プリセットや色温度指定出来るものなどいろいろある。
通常光源自体が昼間の太陽のような綺麗なスペクトル分布をしているわけではないのでミックス光源の場合はデーライトかタングステンのプリセットで撮影することが多かった。
しかし編集室でカラコレしていると現場での記憶色がはっきり蘇って来ず迷うことがある。。
そこで現場でホワイトバランスを取って撮影しようと思うのだが細かい性格故なのかどうも腑に落ちない部分が出てきた。。
今回XF305でテスト撮影の時、正確な18%グレーシートでホワイトバランスを取ってみた。5900Kである。ところが絞り値を変えて取り直すと若干違ったりする。裏面が白なのでそちらで取っても若干違う。こちらの白は正確とは言えないのだが。
それそべれ300Kくらいの誤差が出る。
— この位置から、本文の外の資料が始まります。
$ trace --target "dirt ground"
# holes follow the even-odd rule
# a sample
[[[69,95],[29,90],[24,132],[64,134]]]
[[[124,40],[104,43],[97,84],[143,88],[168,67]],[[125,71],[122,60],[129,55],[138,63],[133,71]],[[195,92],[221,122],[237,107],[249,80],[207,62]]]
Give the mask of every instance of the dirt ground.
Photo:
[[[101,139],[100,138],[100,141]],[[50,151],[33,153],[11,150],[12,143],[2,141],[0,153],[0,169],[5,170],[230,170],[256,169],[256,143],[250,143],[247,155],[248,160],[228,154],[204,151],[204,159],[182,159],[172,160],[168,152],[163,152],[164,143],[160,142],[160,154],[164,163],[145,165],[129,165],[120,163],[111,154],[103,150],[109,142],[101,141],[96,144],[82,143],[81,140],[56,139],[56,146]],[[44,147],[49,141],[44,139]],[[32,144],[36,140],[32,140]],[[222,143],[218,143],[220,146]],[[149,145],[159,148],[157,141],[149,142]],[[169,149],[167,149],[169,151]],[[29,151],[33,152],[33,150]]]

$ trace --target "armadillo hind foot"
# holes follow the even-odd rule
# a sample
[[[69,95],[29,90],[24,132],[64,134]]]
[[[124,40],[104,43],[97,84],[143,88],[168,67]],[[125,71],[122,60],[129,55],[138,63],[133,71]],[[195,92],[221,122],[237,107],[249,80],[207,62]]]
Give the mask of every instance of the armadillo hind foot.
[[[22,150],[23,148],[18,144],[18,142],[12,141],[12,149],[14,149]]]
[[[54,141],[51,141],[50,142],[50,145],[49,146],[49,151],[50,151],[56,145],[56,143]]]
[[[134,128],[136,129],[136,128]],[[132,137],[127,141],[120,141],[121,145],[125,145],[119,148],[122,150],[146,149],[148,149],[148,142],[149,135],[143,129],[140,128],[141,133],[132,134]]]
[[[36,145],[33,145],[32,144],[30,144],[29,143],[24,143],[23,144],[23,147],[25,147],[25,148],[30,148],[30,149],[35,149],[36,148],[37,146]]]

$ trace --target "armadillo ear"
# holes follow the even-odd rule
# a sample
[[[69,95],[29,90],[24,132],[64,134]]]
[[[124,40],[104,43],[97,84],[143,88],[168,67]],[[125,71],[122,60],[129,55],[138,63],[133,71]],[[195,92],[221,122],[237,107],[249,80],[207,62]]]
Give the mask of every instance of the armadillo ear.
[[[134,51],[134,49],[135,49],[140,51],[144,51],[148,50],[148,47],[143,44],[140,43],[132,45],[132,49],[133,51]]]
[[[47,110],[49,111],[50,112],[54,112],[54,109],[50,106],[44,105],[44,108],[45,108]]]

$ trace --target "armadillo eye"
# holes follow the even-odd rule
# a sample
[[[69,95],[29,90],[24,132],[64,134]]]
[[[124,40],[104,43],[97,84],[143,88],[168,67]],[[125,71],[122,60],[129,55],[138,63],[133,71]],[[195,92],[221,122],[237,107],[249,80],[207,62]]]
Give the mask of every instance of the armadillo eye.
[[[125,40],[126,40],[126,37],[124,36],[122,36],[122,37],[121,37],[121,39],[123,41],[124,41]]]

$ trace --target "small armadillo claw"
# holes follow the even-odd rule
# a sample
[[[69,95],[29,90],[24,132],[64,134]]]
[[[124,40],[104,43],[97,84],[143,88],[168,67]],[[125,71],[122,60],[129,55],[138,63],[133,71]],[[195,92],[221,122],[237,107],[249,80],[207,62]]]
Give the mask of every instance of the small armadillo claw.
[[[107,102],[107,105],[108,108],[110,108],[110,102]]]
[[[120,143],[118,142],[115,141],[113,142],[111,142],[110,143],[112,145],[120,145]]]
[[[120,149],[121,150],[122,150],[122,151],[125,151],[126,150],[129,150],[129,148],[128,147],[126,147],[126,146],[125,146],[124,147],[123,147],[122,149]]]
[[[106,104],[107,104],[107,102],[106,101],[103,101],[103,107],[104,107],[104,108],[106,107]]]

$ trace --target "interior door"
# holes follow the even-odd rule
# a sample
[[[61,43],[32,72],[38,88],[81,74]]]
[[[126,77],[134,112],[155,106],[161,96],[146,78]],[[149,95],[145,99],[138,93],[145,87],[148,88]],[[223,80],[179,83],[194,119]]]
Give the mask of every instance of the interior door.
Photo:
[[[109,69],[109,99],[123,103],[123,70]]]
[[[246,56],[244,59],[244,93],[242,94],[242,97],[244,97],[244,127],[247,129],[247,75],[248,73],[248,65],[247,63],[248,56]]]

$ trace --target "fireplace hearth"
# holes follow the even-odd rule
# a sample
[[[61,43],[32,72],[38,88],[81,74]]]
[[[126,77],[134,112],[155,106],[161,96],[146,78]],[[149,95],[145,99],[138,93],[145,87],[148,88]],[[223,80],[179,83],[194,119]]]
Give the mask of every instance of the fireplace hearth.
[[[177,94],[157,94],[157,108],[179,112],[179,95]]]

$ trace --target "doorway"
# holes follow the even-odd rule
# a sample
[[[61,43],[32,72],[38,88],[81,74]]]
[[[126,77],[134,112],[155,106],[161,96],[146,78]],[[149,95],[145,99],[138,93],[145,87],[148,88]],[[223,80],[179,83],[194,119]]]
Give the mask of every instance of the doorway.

カメラのセンサーも加味して誤差範囲なのかと思うしかないがもう一つ微妙なのがホワイトバランス設定で取った5900Kとプリセットからオフセットして出した5900Kの色目がモニターで違って見えるのだ。
そもそもホワイトバランスを取った場合カメラ内でどのようなカーブで色補正されるのかブラックボックスである。
最近のカメラは微妙なガンマカーブをいじれるようになったがカラーカーブをそれぞれいじれるようなものはない。
フォトショップやアフターイフェクトなど画像加工ソフトにはヒストグラムを見ながら調整できる「レベル調整」と自由な曲線で補正できる「トーンカーブ」がある。
グレーレベルをスポイトでつまんでホワイトバランスが取れる機能も付いている。
こうしてみるとカメラのホワイトバランスはロー、ミッド、ハイのそれぞれのカラーバランスってちゃんと取っているのだろうか?という疑問がわいてきた。
では正確なホワイトバランスを取るにはグレースケールを写し込んで後処理で微調整をするしかないのでは?
かといって撮影時にプリセットではダイナミックレンジ的にもったいないので一応ホワイトバランスは取っておく。
そして後処理時に写し込んだグレースケールのそれぞれの明るさに対して細かくトーンカーブで調整すると言った感じだ。
ただそこまでしてニュートラルなグレーにこだわる必要があるのかという疑問も残るがあくまでも商品などで後から色がおかしいなどと言われないための手段である。フィルム撮影などでもマクベスのカラーチャートなどを写し込んで後で調整をしているわけだからビデオだからってホワイトバランスを全面的に信用するわけにいかない。